Here is one of Oxfam's Christmas cards this year. It depicts rabbits in moonlight.
The rabbit's association with the pagan rebirth festivals of Christmas and Easter seems to date back to ancient Mesopotamia and Syria 3,000 thousand years ago, when, according to www.exploregod.com, the hare came to be adopted as a symbol of death and rebirth.
Over time the associations made with hares shifted to rabbits because they have many of the same characteristics.

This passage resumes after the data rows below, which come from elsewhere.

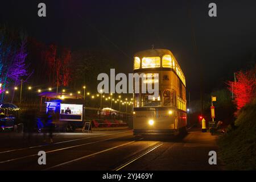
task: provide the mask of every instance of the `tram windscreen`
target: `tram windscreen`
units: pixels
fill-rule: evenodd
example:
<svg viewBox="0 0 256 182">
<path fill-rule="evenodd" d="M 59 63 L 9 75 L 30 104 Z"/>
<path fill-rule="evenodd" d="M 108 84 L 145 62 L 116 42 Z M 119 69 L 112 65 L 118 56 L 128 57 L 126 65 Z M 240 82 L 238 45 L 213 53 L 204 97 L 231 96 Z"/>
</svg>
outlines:
<svg viewBox="0 0 256 182">
<path fill-rule="evenodd" d="M 159 107 L 161 106 L 162 101 L 160 94 L 155 98 L 152 94 L 142 94 L 141 102 L 142 107 Z"/>
</svg>

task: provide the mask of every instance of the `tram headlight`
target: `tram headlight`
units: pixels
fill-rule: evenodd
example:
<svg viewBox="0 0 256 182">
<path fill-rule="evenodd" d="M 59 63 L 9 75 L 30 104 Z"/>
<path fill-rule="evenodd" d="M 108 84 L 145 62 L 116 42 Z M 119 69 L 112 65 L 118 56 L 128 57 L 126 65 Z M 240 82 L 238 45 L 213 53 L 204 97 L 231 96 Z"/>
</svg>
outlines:
<svg viewBox="0 0 256 182">
<path fill-rule="evenodd" d="M 154 125 L 154 120 L 153 119 L 150 119 L 148 121 L 148 124 L 150 125 Z"/>
</svg>

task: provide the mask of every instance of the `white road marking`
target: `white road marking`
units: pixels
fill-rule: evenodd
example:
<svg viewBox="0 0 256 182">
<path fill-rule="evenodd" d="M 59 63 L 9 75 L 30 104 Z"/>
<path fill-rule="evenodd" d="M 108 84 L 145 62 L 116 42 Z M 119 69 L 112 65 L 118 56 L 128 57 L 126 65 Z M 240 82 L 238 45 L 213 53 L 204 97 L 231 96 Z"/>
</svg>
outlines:
<svg viewBox="0 0 256 182">
<path fill-rule="evenodd" d="M 81 160 L 81 159 L 84 159 L 90 157 L 92 156 L 93 156 L 93 155 L 97 155 L 97 154 L 101 154 L 101 153 L 103 153 L 103 152 L 105 152 L 110 151 L 111 150 L 113 150 L 113 149 L 117 148 L 118 147 L 120 147 L 125 146 L 125 145 L 129 144 L 130 143 L 134 143 L 134 142 L 135 142 L 135 140 L 133 140 L 133 141 L 131 141 L 131 142 L 125 143 L 120 144 L 119 146 L 115 146 L 115 147 L 111 147 L 111 148 L 104 150 L 102 150 L 102 151 L 99 151 L 99 152 L 97 152 L 90 154 L 90 155 L 86 155 L 86 156 L 82 156 L 82 157 L 81 157 L 81 158 L 74 159 L 74 160 L 69 160 L 69 161 L 63 163 L 61 163 L 61 164 L 58 164 L 58 165 L 56 165 L 56 166 L 53 166 L 50 167 L 49 167 L 48 168 L 43 169 L 43 171 L 48 171 L 49 169 L 52 169 L 52 168 L 56 168 L 56 167 L 60 167 L 60 166 L 64 166 L 64 165 L 68 164 L 69 163 L 73 163 L 73 162 L 76 162 L 76 161 L 78 161 L 78 160 Z"/>
<path fill-rule="evenodd" d="M 69 149 L 69 148 L 77 147 L 80 147 L 80 146 L 85 146 L 85 145 L 88 145 L 88 144 L 93 144 L 93 143 L 101 142 L 103 142 L 103 141 L 109 140 L 111 140 L 111 139 L 113 139 L 121 138 L 121 137 L 123 137 L 123 136 L 117 136 L 117 137 L 113 137 L 113 138 L 105 139 L 101 140 L 98 140 L 98 141 L 95 141 L 95 142 L 92 142 L 80 144 L 78 144 L 78 145 L 76 145 L 76 146 L 72 146 L 64 147 L 64 148 L 59 148 L 59 149 L 56 149 L 56 150 L 47 151 L 47 152 L 46 152 L 46 153 L 54 152 L 56 152 L 56 151 L 61 151 L 61 150 L 66 150 L 66 149 Z M 30 157 L 35 156 L 38 156 L 38 154 L 30 155 L 26 155 L 26 156 L 22 156 L 22 157 L 18 158 L 11 159 L 5 160 L 5 161 L 1 161 L 1 162 L 0 162 L 0 164 L 6 163 L 7 163 L 7 162 L 12 162 L 12 161 L 14 161 L 14 160 L 20 160 L 20 159 L 25 159 L 25 158 L 30 158 Z"/>
<path fill-rule="evenodd" d="M 0 154 L 14 152 L 14 151 L 23 150 L 26 150 L 26 149 L 31 149 L 31 148 L 40 147 L 43 147 L 43 146 L 48 146 L 54 145 L 54 144 L 60 144 L 60 143 L 67 143 L 67 142 L 73 142 L 73 141 L 77 141 L 77 140 L 84 140 L 84 139 L 88 139 L 88 138 L 96 138 L 96 137 L 100 137 L 100 136 L 108 136 L 108 135 L 114 135 L 114 134 L 120 134 L 120 133 L 126 133 L 126 132 L 129 132 L 129 131 L 122 131 L 122 132 L 112 133 L 112 134 L 106 134 L 106 135 L 98 135 L 98 136 L 90 136 L 90 137 L 86 137 L 86 138 L 82 138 L 75 139 L 70 140 L 66 140 L 66 141 L 63 141 L 63 142 L 53 143 L 48 144 L 42 144 L 42 145 L 39 145 L 39 146 L 32 146 L 32 147 L 26 147 L 26 148 L 14 149 L 14 150 L 7 150 L 7 151 L 5 151 L 0 152 Z"/>
</svg>

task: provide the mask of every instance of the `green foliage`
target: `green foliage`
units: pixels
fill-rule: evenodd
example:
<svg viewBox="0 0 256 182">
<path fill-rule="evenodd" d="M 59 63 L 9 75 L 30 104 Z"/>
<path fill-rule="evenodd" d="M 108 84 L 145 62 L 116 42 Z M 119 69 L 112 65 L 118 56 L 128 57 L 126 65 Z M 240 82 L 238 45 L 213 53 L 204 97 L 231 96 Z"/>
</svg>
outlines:
<svg viewBox="0 0 256 182">
<path fill-rule="evenodd" d="M 101 73 L 109 75 L 110 68 L 117 67 L 116 63 L 98 51 L 75 51 L 72 54 L 72 59 L 74 65 L 72 86 L 77 89 L 85 84 L 89 90 L 96 90 L 99 82 L 97 81 L 98 75 Z"/>
<path fill-rule="evenodd" d="M 235 129 L 220 138 L 221 158 L 228 169 L 256 169 L 256 100 L 246 105 L 236 120 Z"/>
</svg>

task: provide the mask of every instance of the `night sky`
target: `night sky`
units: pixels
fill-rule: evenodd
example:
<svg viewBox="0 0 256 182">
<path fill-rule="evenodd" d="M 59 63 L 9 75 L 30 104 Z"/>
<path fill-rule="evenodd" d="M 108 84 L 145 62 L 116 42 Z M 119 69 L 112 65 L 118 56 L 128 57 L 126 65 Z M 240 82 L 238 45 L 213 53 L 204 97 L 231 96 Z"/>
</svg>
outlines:
<svg viewBox="0 0 256 182">
<path fill-rule="evenodd" d="M 46 18 L 38 16 L 40 2 L 46 4 Z M 217 4 L 217 17 L 208 16 L 210 2 Z M 199 65 L 209 93 L 223 86 L 221 81 L 232 78 L 233 72 L 244 68 L 256 53 L 255 0 L 2 0 L 0 3 L 1 23 L 22 28 L 46 44 L 108 52 L 126 73 L 133 71 L 135 52 L 150 49 L 152 44 L 170 49 L 185 74 L 192 97 L 200 93 Z"/>
</svg>

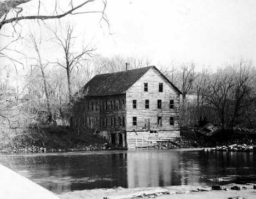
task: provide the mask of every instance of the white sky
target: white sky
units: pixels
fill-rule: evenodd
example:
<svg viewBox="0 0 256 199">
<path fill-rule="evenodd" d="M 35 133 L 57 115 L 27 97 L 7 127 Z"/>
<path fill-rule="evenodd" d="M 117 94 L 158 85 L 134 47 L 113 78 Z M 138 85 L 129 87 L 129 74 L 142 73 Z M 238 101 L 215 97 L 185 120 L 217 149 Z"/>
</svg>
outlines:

This association with death and rebirth may be why rabbits were depicted on gravestones in the Greco-Roman world. Early Christians appropriated the rabbit as a symbol on their gravestones as well. As you can see, there has been a longstanding connection of hares and rabbits with death and rebirth—or in the Christian sense, resurrection. 
Moreover, in the Greco-Roman world, rabbits were also associated with lust and sexual excess. This idea has endured—something we can see in Hugh Hefner calling his playmates “bunnies.” A connection between rabbits and sex was obvious, given how often rabbits were caught engaging in sexual activity and giving birth. Even today, we’ve likely all heard the phrase “breed like rabbits.”
... Given this association and the arrival of spring in the Northern Hemisphere—which signaled the rebirth of the earth after winter—hares and rabbits became symbols of fertility in pre-Christian Europe. 
Reference: Richard Cavendish, ed., Man, Myth, & Magic: The Illustrated Encyclopedia of Mythology, Religion, and the Unknown (New York: Marshall Cavendish, 1983).